Rougegorge : la nouvelle génération
Rondouillard, gros yeux noirs, hautes pattes fines, l’air effronté… Mais quel est donc cet oiseau ? Il a tout d’un Rougegorge familier : la forme générale, ainsi que les gros yeux facilitant non seulement la recherche de la nourriture en sous-bois, mais aussi la migration nocturne. Et pourtant il est bien terne, tout moucheté de beige roussâtre.
Les juvéniles de cette espèce ont en effet ce plumage qui passe inaperçu et ne déclenche pas les agressions territoriales des adultes qui ne supportent pas une autre poitrine orange sur leur “domaine”. D’ailleurs, mâle et femelle chantent chez cette espèce particulièrement territoriale. Les jeunes vont porter ce plumage “pacificateur” durant 5 à 7 semaines. Après leur mue post-juvénile en fin d’été, ils verront arriver une teinte orangée sur leur poitrine. Et alors là, plus question d’être visible sur le territoire des parents ! Pendant ce temps, la femelle adulte aura le temps d’entreprendre une deuxième couvée. Des cas rares de troisième ponte ont déjà été signalés.
Il faut dire que la mortalité des juvéniles chez cette espèce est particulièrement importante en migration comme en hivernage. L’espérance moyenne de vie tourne autour de 15 à 24 mois. Comme nombre de passereaux, les individus de plus de 5 ans sont rares, même si les “vétérans” peuvent atteindre 10 à 11 ans !

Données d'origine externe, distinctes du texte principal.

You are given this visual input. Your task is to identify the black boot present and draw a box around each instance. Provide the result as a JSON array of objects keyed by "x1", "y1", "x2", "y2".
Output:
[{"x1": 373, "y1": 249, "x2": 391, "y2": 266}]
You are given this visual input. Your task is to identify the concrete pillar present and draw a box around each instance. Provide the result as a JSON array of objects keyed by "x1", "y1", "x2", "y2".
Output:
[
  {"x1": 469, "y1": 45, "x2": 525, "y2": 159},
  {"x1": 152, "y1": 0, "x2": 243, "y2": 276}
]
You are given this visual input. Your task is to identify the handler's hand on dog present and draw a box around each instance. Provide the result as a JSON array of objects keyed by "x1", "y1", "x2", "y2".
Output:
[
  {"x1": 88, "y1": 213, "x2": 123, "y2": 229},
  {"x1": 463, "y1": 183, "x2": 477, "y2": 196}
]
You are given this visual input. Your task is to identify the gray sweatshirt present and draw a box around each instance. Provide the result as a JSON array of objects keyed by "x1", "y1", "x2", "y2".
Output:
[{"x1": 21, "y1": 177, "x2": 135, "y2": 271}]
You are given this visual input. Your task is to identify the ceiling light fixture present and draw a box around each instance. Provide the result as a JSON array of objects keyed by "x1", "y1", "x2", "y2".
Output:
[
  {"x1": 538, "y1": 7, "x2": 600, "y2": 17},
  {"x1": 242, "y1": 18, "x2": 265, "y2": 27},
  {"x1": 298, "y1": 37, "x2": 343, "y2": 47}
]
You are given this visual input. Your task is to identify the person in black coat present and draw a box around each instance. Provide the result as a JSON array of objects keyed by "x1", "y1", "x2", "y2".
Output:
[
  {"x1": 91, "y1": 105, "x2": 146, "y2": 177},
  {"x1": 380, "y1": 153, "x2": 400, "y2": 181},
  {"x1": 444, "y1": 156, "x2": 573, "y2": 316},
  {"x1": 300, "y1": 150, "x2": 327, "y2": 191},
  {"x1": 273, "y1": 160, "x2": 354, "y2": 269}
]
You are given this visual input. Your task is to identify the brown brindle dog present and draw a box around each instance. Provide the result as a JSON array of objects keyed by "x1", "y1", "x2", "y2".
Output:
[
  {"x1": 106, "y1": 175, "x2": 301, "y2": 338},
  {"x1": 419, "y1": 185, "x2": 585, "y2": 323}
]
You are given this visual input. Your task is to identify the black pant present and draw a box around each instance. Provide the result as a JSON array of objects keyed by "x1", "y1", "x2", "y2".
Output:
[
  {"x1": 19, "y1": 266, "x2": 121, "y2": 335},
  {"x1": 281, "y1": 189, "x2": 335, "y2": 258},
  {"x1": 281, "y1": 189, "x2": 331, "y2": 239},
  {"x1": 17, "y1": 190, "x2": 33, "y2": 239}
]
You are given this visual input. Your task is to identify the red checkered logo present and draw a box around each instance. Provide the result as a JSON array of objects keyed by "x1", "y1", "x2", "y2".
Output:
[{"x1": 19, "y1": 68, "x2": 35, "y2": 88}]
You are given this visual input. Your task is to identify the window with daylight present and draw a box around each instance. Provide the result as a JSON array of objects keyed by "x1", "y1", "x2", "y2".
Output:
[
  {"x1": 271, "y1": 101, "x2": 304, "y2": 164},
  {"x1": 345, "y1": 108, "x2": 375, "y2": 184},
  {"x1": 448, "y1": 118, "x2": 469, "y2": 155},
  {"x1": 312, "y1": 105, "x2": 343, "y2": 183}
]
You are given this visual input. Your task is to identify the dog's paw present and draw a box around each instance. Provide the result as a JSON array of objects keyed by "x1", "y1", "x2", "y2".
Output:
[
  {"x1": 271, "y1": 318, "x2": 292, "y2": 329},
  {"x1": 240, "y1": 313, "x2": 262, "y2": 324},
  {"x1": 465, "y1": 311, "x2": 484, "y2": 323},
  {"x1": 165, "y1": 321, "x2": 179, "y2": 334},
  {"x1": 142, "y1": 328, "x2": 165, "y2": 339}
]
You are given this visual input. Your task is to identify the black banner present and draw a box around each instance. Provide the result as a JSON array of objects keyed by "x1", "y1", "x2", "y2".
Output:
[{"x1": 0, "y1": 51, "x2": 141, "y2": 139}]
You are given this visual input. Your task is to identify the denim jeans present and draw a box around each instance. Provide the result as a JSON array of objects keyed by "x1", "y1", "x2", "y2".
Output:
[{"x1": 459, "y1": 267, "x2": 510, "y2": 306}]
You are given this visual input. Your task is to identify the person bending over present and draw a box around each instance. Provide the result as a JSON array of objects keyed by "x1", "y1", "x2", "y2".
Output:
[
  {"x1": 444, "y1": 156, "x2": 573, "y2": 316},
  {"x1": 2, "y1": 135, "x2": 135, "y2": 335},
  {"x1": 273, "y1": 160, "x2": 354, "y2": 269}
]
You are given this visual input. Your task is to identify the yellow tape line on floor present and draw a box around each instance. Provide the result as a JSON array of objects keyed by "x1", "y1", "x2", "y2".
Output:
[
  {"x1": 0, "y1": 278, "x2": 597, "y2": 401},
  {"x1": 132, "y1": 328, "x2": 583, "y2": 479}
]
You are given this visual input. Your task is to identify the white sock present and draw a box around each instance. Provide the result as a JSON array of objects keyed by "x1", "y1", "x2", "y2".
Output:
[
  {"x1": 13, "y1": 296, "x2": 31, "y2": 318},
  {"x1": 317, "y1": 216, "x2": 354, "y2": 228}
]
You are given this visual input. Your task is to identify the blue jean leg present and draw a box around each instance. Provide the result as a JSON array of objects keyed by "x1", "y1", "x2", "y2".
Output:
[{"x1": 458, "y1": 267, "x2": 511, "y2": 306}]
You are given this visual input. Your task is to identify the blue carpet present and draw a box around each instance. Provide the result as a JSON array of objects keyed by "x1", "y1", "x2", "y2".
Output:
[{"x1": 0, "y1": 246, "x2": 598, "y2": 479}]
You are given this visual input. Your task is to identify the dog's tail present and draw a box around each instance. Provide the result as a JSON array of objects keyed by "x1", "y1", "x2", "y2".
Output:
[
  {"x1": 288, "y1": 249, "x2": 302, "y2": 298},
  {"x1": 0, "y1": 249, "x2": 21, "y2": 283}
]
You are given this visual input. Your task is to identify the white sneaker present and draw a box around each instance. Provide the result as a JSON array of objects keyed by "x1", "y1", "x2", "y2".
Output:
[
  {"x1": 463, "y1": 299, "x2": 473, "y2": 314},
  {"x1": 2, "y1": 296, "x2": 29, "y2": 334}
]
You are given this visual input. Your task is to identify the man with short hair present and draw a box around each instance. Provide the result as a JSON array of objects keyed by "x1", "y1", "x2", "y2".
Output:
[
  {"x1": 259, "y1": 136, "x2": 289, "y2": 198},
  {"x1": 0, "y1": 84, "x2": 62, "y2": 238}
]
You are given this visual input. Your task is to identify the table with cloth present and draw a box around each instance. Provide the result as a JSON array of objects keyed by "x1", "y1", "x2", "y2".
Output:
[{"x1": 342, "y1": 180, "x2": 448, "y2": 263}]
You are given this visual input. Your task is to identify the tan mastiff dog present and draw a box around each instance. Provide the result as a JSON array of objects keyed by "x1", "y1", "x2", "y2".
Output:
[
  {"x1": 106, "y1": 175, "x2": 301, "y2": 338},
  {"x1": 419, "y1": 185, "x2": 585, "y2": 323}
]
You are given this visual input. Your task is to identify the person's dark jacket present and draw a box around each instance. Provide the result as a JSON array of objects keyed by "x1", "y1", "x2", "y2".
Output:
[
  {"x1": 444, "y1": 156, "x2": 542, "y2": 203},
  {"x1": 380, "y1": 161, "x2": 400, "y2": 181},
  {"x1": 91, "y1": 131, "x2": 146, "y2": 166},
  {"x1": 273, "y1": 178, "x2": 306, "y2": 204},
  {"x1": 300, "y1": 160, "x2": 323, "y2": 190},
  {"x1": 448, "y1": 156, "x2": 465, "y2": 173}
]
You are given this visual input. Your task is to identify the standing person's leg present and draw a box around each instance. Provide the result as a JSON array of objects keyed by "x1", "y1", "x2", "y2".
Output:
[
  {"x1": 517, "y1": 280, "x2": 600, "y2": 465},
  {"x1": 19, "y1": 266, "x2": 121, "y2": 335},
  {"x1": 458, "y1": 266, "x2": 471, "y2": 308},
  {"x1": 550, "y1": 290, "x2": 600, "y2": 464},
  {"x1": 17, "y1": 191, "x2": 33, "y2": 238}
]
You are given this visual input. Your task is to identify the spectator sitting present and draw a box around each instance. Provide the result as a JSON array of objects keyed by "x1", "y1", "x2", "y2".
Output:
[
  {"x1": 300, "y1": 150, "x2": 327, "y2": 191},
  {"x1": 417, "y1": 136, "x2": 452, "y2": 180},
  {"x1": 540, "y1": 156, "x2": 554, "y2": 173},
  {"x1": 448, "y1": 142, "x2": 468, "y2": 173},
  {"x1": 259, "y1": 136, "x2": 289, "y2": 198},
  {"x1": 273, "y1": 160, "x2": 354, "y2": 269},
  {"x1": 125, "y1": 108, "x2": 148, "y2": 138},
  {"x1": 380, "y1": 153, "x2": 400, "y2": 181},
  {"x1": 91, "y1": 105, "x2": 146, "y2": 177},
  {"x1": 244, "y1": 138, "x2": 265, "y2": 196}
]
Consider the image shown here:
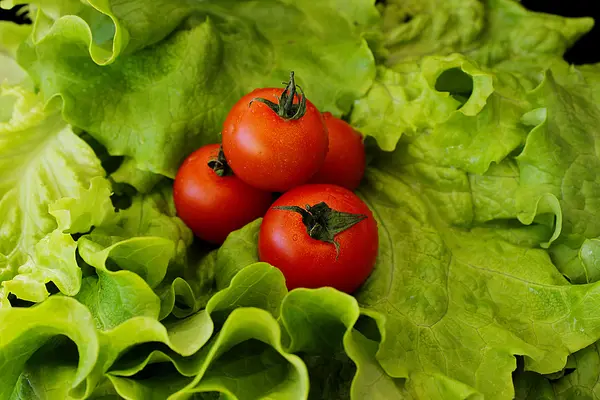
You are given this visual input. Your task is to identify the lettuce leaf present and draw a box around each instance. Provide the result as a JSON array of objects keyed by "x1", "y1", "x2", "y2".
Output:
[
  {"x1": 517, "y1": 65, "x2": 600, "y2": 283},
  {"x1": 19, "y1": 0, "x2": 375, "y2": 177},
  {"x1": 0, "y1": 86, "x2": 112, "y2": 306}
]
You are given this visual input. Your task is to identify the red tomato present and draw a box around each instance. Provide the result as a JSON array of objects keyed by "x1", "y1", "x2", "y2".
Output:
[
  {"x1": 222, "y1": 73, "x2": 328, "y2": 192},
  {"x1": 173, "y1": 144, "x2": 273, "y2": 244},
  {"x1": 258, "y1": 184, "x2": 379, "y2": 293},
  {"x1": 310, "y1": 112, "x2": 366, "y2": 190}
]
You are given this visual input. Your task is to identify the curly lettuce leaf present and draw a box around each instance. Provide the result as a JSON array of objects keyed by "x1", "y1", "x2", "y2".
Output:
[
  {"x1": 0, "y1": 87, "x2": 110, "y2": 304},
  {"x1": 351, "y1": 54, "x2": 531, "y2": 174},
  {"x1": 516, "y1": 65, "x2": 600, "y2": 283},
  {"x1": 0, "y1": 21, "x2": 33, "y2": 87},
  {"x1": 356, "y1": 155, "x2": 600, "y2": 398},
  {"x1": 78, "y1": 186, "x2": 192, "y2": 288},
  {"x1": 0, "y1": 296, "x2": 99, "y2": 398},
  {"x1": 19, "y1": 0, "x2": 375, "y2": 177},
  {"x1": 382, "y1": 0, "x2": 594, "y2": 66}
]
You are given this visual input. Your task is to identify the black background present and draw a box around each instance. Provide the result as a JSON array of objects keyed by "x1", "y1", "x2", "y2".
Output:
[{"x1": 0, "y1": 0, "x2": 600, "y2": 64}]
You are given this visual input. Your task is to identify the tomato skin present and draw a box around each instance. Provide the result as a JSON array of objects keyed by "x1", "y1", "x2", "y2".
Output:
[
  {"x1": 310, "y1": 112, "x2": 366, "y2": 190},
  {"x1": 222, "y1": 88, "x2": 329, "y2": 192},
  {"x1": 173, "y1": 144, "x2": 273, "y2": 244},
  {"x1": 258, "y1": 184, "x2": 379, "y2": 293}
]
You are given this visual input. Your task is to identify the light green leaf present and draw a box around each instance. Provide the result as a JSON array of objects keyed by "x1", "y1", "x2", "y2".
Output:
[
  {"x1": 0, "y1": 87, "x2": 104, "y2": 301},
  {"x1": 357, "y1": 164, "x2": 600, "y2": 399},
  {"x1": 163, "y1": 308, "x2": 308, "y2": 400},
  {"x1": 110, "y1": 158, "x2": 164, "y2": 194},
  {"x1": 48, "y1": 177, "x2": 114, "y2": 233},
  {"x1": 383, "y1": 0, "x2": 593, "y2": 65},
  {"x1": 0, "y1": 21, "x2": 33, "y2": 87},
  {"x1": 0, "y1": 296, "x2": 99, "y2": 398},
  {"x1": 215, "y1": 218, "x2": 262, "y2": 289},
  {"x1": 351, "y1": 54, "x2": 529, "y2": 174},
  {"x1": 517, "y1": 66, "x2": 600, "y2": 283},
  {"x1": 79, "y1": 187, "x2": 192, "y2": 288},
  {"x1": 75, "y1": 271, "x2": 160, "y2": 330},
  {"x1": 19, "y1": 0, "x2": 375, "y2": 177},
  {"x1": 3, "y1": 230, "x2": 81, "y2": 302}
]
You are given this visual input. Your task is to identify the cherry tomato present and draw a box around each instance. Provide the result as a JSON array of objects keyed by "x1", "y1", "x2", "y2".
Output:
[
  {"x1": 222, "y1": 75, "x2": 328, "y2": 192},
  {"x1": 310, "y1": 112, "x2": 366, "y2": 190},
  {"x1": 258, "y1": 184, "x2": 379, "y2": 293},
  {"x1": 173, "y1": 144, "x2": 273, "y2": 244}
]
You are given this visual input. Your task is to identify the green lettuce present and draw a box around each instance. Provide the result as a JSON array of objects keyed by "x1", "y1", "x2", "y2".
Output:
[
  {"x1": 12, "y1": 0, "x2": 376, "y2": 177},
  {"x1": 0, "y1": 86, "x2": 112, "y2": 304},
  {"x1": 0, "y1": 0, "x2": 600, "y2": 400}
]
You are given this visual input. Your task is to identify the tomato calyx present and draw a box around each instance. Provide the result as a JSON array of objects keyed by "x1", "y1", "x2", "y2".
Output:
[
  {"x1": 208, "y1": 146, "x2": 233, "y2": 177},
  {"x1": 273, "y1": 201, "x2": 367, "y2": 255},
  {"x1": 248, "y1": 71, "x2": 306, "y2": 120}
]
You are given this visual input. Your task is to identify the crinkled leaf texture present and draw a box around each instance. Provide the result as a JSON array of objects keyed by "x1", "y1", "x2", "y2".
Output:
[
  {"x1": 0, "y1": 0, "x2": 600, "y2": 400},
  {"x1": 19, "y1": 0, "x2": 376, "y2": 177},
  {"x1": 0, "y1": 86, "x2": 112, "y2": 306}
]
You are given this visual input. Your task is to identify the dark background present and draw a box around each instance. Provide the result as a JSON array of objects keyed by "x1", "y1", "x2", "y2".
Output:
[{"x1": 0, "y1": 0, "x2": 600, "y2": 64}]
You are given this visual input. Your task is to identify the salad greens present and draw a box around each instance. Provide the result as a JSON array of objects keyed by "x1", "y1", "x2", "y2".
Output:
[{"x1": 0, "y1": 0, "x2": 600, "y2": 400}]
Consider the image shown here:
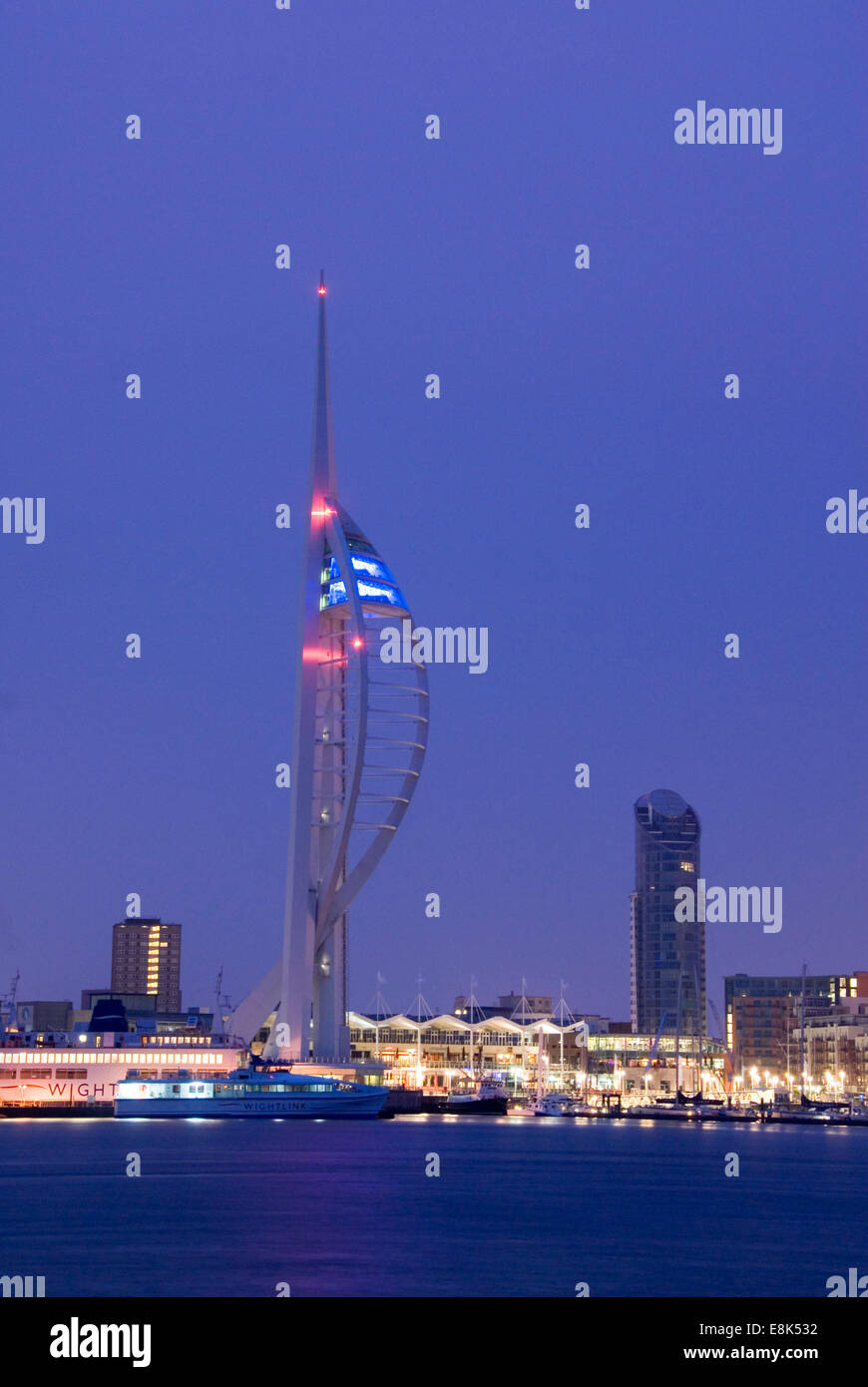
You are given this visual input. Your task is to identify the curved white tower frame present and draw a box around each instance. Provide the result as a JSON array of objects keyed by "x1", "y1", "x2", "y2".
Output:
[{"x1": 257, "y1": 277, "x2": 428, "y2": 1060}]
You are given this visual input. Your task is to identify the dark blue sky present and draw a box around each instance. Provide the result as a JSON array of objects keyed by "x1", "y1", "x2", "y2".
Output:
[{"x1": 0, "y1": 0, "x2": 868, "y2": 1018}]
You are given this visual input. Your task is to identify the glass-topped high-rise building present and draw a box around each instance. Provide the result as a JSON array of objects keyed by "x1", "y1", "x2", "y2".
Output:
[{"x1": 630, "y1": 789, "x2": 705, "y2": 1036}]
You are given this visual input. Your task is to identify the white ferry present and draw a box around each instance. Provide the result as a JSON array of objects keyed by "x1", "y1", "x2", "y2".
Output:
[{"x1": 115, "y1": 1070, "x2": 388, "y2": 1118}]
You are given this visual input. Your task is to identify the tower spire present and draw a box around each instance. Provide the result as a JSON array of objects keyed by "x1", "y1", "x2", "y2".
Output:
[{"x1": 310, "y1": 270, "x2": 337, "y2": 504}]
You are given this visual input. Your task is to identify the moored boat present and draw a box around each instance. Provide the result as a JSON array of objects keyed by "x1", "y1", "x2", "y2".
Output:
[
  {"x1": 447, "y1": 1081, "x2": 509, "y2": 1117},
  {"x1": 534, "y1": 1093, "x2": 579, "y2": 1118},
  {"x1": 115, "y1": 1070, "x2": 388, "y2": 1118}
]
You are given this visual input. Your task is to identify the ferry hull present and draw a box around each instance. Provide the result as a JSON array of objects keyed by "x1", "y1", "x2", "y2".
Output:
[{"x1": 115, "y1": 1089, "x2": 388, "y2": 1120}]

Le baguage montre sur le Parc que bien peu d’oiseaux sont retrouvés l’année suivante dans le secteur de la mangeoire en hiver ou au fond des parkings, où une station de baguage est active de fin juillet à novembre ; pourtant les adultes sont très fidèles à leur lieu de reproduction, contrairement aux jeunes oiseaux qui ne reviennent jamais sur leurs sites immédiats de naissance (vue la tolérance des parents… on les comprend !) . En Allemagne, sur 350 jeunes bagués au nid entre 1992 et 1995, aucun n’y a été observé l’année suivante, alors que 80 à 90% des adultes sont revenus une deuxième fois y nicher.